The following is a comment posted privately to me on Facebook about my last post Living well, living better, or living beyond dementia?; ”
“Thank you!! I have heard so many negative comments about the whole “living well with dementia” campaign. Maybe some people have money to do the things they did and are not restricted by their symptoms – I am not one of them, I think people need to hear the good and the bad. This life is NOT easy, but it’s NOT the stigma people think. There is however a balance. I love the phrase Living Beyond much better!”
This was my reply;
“I love the term too as it does not subtly negate the less pleasant sides of dementia and I agree living well is to hard for too many to accept, and reasonably so too. I’ve also thought a lot about the difference having money can make to what’s possible and know far more people with dementia are living with very limited funds, which adds to the negative impact of the diagnosis.”
This conversation brings me to talk about the impact of dementia and what many people tell me they experience after a diagnosis, which is that they end up almost being on the poverty line after the diagnosis, and this impacts on their ability to live well, or even beyond the diagnosis.
Perhaps though, with a change in the system and our post diagnostic support, and moving away from Prescribed Disengagement™, it may not may not impact the ability to live well or beyond the diagnosis as much as it does currently.

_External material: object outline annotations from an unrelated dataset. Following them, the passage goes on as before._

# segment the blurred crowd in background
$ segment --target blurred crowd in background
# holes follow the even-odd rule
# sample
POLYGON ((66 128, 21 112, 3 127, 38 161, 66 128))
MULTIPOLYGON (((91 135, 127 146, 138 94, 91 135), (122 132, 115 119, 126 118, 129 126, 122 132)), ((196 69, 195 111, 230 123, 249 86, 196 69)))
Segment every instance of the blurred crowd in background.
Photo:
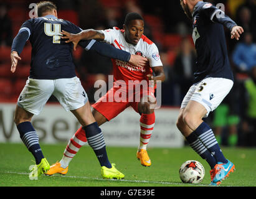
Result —
MULTIPOLYGON (((193 82, 196 54, 191 37, 191 22, 179 1, 159 0, 57 0, 59 18, 70 21, 83 29, 123 27, 130 12, 145 19, 144 34, 158 46, 164 67, 162 105, 179 106, 193 82)), ((239 41, 230 40, 225 29, 234 86, 219 107, 207 119, 219 142, 230 146, 256 146, 256 1, 207 1, 223 9, 245 32, 239 41)), ((29 75, 31 50, 27 42, 16 72, 10 72, 12 40, 26 20, 29 5, 37 1, 0 0, 0 102, 16 102, 29 75)), ((78 48, 73 52, 77 76, 91 103, 94 82, 108 80, 112 74, 110 59, 78 48)), ((51 97, 51 101, 55 101, 51 97)))

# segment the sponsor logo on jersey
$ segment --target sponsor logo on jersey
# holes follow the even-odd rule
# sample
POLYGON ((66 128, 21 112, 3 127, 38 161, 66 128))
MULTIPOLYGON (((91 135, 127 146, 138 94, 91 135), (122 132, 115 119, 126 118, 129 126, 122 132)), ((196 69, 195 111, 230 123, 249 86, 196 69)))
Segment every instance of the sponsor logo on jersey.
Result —
POLYGON ((203 8, 204 9, 207 9, 207 8, 209 8, 212 6, 212 4, 211 3, 208 3, 208 4, 206 4, 204 5, 204 6, 202 6, 203 8))
POLYGON ((143 54, 142 54, 142 52, 141 51, 136 51, 135 52, 135 55, 138 55, 142 56, 143 54))
POLYGON ((144 67, 141 68, 141 67, 136 67, 126 62, 121 61, 118 60, 115 60, 115 62, 118 67, 125 68, 130 71, 141 72, 141 73, 146 72, 146 69, 144 67))
POLYGON ((210 100, 212 100, 213 98, 214 98, 214 94, 210 93, 210 100))
POLYGON ((160 58, 160 55, 159 55, 158 53, 153 53, 152 57, 153 57, 156 61, 158 61, 159 59, 160 58))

I am not by any stretch of the imagination a capitalist, and in fact, my husband says if he won the lottery (he buys the occasional ticket, I don’t as I dislike gambling), he probably would not tell me if he’d won, as I’d be likely to give half of it away to a homeless organisation, The Big Issue SA, and the other half to Dementia Alliance International!
But having money allows one to have freedom, and more importantly in the case of a terminal, progressive, chronic illness like dementia, to bring in services and support, and to be able to engage in a lifestyle and activities including travel and leisure, that definitely increase ones perceived well being and quality of life. In reality, most countries health care systems barely provide proper health care, let alone anything else!
So my two questions on the topic are this;
- Is living beyond dementia, or in fact, beyond any other terminal of chronic condition or disease, as simple as having available spare cash?
- Is it possible to live well without money?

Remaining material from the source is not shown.